ウクライナ侵攻による経済制裁の影響でロシアのドル建て国債についてデフォルト懸念が広がっています。国債を含む全ての債権にはリスクがあり、その見返りとしてのリターンが得られますが、ロシア国債のリスクとはどのようなものでしょうか。   この記事では、外貨建て国債とデフォルトの基本知識を押さえた上で、ドル建て国債がデフォルト認定された場合の一般の人たちへの影響を考えてみます。

ロシアのドル建て国債とは?

国債とは、国の借金のことです。誰かに自分のものを貸すと、返してもらう権利が生まれます。「債」は借金や借財の意味なので、それを「債権(債券)」と呼びます。逆に、借りた方は返す義務が発生するので、それを「債務」と呼ぶのです。
 
債券には日本円(JPY)で元本を払い、利子や償還金を受け取る「円建て債券」と、日本円以外の通貨で運用される「外貨建て債券」があります。ドル建て国債とは、事実上の基軸通貨である米ドル(USD)によって、運用プロセスを進める国債のことです。
 
外貨建て債券自体は、国債のほかに社債や政府保証債などもあり、米ドル以外にも、ユーロ(EUR)、豪ドル(AUD)などがあります。国債の発行主体は国家ですが、自国通貨以外の通貨(外貨)を用いて利払いや償還までのプロセスを進めるものもあります。
 
そのような、ロシアが外貨であるドル建てで発行する国債が「ロシアのドル建て国債」です。
 

ロシア国債のデフォルト認定の可能性

国債のデフォルトとは、国債の償還が不能になったり、利払いが遅延したりする状況のことで、法律用語では債務不履行と表現します。
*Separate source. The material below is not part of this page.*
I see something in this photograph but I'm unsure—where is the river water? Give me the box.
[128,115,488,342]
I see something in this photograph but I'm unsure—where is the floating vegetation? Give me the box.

債務不履行にはいくつかの種類があり、最も深刻なものは履行ができなくなる「履行不能」です。
 
この場合は貸したお金や物が戻ってこなくなります。その他に、債務自体は実行されたが完全ではないときの「不完全履行」や、期限を過ぎても履行されない「履行遅延」があります。
 
デフォルトの認定は「格付け会社」と呼ばれる、債券の信用状態に応じて付与される等級を決める組織が発表します。等級とは信用度に応じて数字や記号の組み合わせ(AAAなど)で表現される指標です。
 
2022年2月末にロシアが隣国ウクライナに軍事侵攻を行い、その正当性を巡って欧米各国が非難し、具体的な抗議行動として経済制裁を行っています。
 
ロシアのドル建て国債はドルで支払う必要がありますが、償還および利払い期限を迎えた際に、欧米の銀行がその支払を拒否するという事態が起こりました。経済制裁の一環としての対応だったのですが、ロシア財務省は自国通貨のルーブルで支払い、債務は履行したと主張したのです。
 
しかし、これは外貨建て国債はその外貨で支払うという返済条件の変更に当たります。この行為が格付け会社によってロシアによる条件の一方的な変更であるとみなされれば、債務を履行していない状態、つまりデフォルトと認定される可能性が高くなるわけです。
 

私たちの生活への影響は?

国債に限らず、外貨建て債券は円建てと比べて金利が高いことが多く、投資対象として人気があります。とはいえ、さまざまなリスクがあることも忘れてはいけません。主に、価格変動リスク、信用リスク、為替変動リスク、流動性リスクの4つのリスクがあるのです。
 
今回のように、ロシアのドル建て国債がデフォルトを起こすと、信用リスクが低下します。単純に考えれば、ロシア国債を持っていれば、償還金が受け取れない可能性があるでしょう。
 
しかしながら、例えば日本の金融機関のロシア国債の保有状況に関して見てみると、その規模は小さく、日本の金融システムへの直接的な影響はないと考えられています。
 

直接的な影響はロシア国内に

多くの経済分野の専門家の見解によれば、今回のウクライナ侵攻に対する経済制裁の影響によってロシアのドル建て国債がデフォルトになってしまっても、大きな影響を受けるのはロシア国内の経済と金融システムのようです。
 
ロシア国債を扱う投資家ではない、一般的な人たちの生活には直接の影響はそれほどないと考えてよいでしょう。